A 37-year-old man presented with a 15-year history of severe psoriasis with frequent flares. He was treated with various topical and systemic agents including acitretin and methotrexate at 4-year intervals. Despite the addition of phototherapy, he underwent a new treatment with anti–TNF-α, as the disease control with other treatments was insufficient. Before starting anti–TNF-α, preventive treatment against TB with INH (300 mg/d) was indicated with 20 mm of purified protein derivative. On approximately the 20th day of treatment, he developed pruritic erythema with desquamation and exfoliation localized to the hands and feet (Figure 1). Isoniazid was discontinued and a topical steroid was initiated. After 3 weeks, the skin lesions were completely improved and INH was reinitiated at the same dose with antihistamine prophylaxis (oral levocetirizine 5 mg/d). Seven days later, similar skin lesions presented that were more extensive on the arms and legs (Figure 2). Complete blood cell counts, renal and hepatic function tests, and hepatitis markers were within reference range in consultation with the allergy division. To distinguish the lesions from a psoriasis attack, a punch biopsy of the eruptive dermatitis showed erythema multiforme–like dermatitis including dermal edema and perivascular lymphocytic infiltration with no relation to psoriasis but consistent with a drug eruption. Isoniazid was discontinued, and the skin lesions resolved after 4 weeks of topical steroid and oral antihistamine use (Figure 3). There was no other drug use except INH, and a skin patch test with INH was positive at 72 hours (Figure 4). Skin tests with INH were done to 5 healthy lesions that were negative. Finally, TB prophylaxis was performed with rifampicin (10 mg/kg/d [600 mg/d]) for 4 months with no ADRs. The patient’s psoriasis lesions improved with anti–TNF-α that was initiated 1 month after starting TB prevention with rifampicin.
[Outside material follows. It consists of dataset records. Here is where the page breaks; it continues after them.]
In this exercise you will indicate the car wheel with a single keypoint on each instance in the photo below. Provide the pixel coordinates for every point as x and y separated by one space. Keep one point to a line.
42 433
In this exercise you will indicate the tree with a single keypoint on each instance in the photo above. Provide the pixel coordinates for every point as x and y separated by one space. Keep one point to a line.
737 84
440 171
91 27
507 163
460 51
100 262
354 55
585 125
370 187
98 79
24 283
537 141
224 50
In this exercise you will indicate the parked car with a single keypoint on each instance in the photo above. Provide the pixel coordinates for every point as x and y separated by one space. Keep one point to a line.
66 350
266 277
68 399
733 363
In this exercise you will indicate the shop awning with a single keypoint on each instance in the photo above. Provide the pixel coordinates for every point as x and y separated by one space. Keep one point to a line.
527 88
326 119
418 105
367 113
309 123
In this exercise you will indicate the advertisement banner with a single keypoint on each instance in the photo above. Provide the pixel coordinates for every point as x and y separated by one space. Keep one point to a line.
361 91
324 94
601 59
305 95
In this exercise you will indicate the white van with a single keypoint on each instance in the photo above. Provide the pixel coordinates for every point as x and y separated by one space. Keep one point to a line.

This case of erythema multiforme–like dermatitis was diagnosed with acral involvement, a positive patch test to INH, and lymphocytic inflammation in a skin biopsy. It was a drug-induced reaction, as skin lesions developed during INH intake and improved after drug withdrawal.
Isoniazid, also known as isonicotinylhydrazide, is an oral antibiotic used for the treatment of TB and other mycobacteria. Protective treatment against latent TB primarily is done with daily INH for 6 or 9 months; alternatively, INH may be taken weekly with rifapentine for 3 months or daily with rifampicin for 4 months. Daily rifampicin alone for 4 months also is an option. In general, these regimens have similar efficacy; however, in terms of safety, the rifampicin and rifapentine combination regimens have fewer hepatotoxicity events compared to the INH alone regimen, but there are more cutaneous and flulike reactions and gastrointestinal intolerance.4 Cutaneous ADRs to TB treatment such as mild itchiness and cutaneous eruptions usually are observed within 2 months of drug initiation. Pyrazinamide was reported as the most common drug associated with cutaneous ADRs, and INH was the rarest offending drug.5
The frequency of ADRs to INH is approximately 5.4%, and the most prevalent ADRs include asymptomatic elevation of serum liver enzyme concentrations, peripheral neuropathy, and hepatotoxicity, and skin lesions are less common.2 Our patient’s laboratory test results excluded vitamin B deficiency, hepatic and renal dysfunction, and neuropathy.